Part of broad FDA initiative to improve heart care
Three-year-old Denver resident Brianna's favorite color was yellow and her favorite restaurant was the hot dog stand outside Home Depot. At 18 months she strapped on her first pair of skis and spent Saturdays forever chasing a soccer ball. She loved playing with her brother and noticed everything.
Brianna died suddenly one April afternoon a few years ago from a cardiac arrhythmia known as Long QT Syndrome. Brianna's life might have been saved if there had been access to an automated external defibrillator (AED) in the local elementary school she was visiting that day.
Monday, Food and Drug Administration officials announced that the University of Colorado School of Medicine will work with the FDA to develop a pilot registry in Denver to identify AEDs in the community. This registry will link AEDs to emergency medical dispatch. It also could increase the ability of bystanders to save a life and help ensure that AEDs are located where they might be needed. Seattle and San Diego are the only other cities that will launch this effort.
"Had this registry been in place in Brianna's case, 911 operators could have told bystanders where the closest AED was located, and this device could have been used to potentially save her life," says Comilla Sasson, MD, with the Department of Emergency Medicine of the CU medical school.
Right now, Denver and other cities collect some information on AEDs, but little is known about the location and number of these devices in places such as homes, airports and office buildings, according to Sasson, who practices at the University of Colorado Hospital.

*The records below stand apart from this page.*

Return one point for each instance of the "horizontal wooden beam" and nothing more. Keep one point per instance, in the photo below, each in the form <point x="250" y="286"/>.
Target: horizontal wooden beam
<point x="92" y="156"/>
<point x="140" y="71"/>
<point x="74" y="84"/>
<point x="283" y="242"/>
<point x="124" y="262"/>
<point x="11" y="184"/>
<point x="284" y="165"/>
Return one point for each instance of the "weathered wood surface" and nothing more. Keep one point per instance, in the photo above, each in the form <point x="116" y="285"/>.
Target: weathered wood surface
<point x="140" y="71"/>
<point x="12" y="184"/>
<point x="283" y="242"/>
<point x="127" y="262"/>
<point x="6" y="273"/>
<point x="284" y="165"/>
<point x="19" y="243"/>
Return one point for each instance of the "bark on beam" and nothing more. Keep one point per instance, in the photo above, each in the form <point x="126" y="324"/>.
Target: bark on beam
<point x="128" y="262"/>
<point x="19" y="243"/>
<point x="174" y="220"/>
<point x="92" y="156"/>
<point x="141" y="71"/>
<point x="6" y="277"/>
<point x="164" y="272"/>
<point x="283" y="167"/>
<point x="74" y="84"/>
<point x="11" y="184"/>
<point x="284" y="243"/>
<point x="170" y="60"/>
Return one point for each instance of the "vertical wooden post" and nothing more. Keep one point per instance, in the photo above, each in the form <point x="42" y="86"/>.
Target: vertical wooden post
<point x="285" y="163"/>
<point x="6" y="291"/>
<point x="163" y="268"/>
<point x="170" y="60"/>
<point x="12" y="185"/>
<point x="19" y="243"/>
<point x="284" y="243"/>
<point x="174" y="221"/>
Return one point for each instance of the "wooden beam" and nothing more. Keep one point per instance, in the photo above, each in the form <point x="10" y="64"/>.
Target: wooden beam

Brianna's parents and others are willing to discuss how the Denver program can save lives.
The ultimate goal, Sasson says, is to integrate AEDs into 911 systems across the country.
AEDs save lives if they are accessible within minutes of heart arrest. But they are used in fewer than 3 percent of those cases. The devices diagnose life-threatening, abnormal heart rhythms and deliver electrical energy to the heart to restore its normal rhythm.
The Denver pilot project is part of a broader FDA initiative, announced Monday, to improve AEDs. The FDA is encouraging development of safer, more effective external defibrillators through improved design and manufacturing practices.
The FDA said that in the last five years it has received more than 28,000 reports associated with the failures of external defibrillators and manufacturers conducted dozens of recalls involving hundreds of thousands of the devices.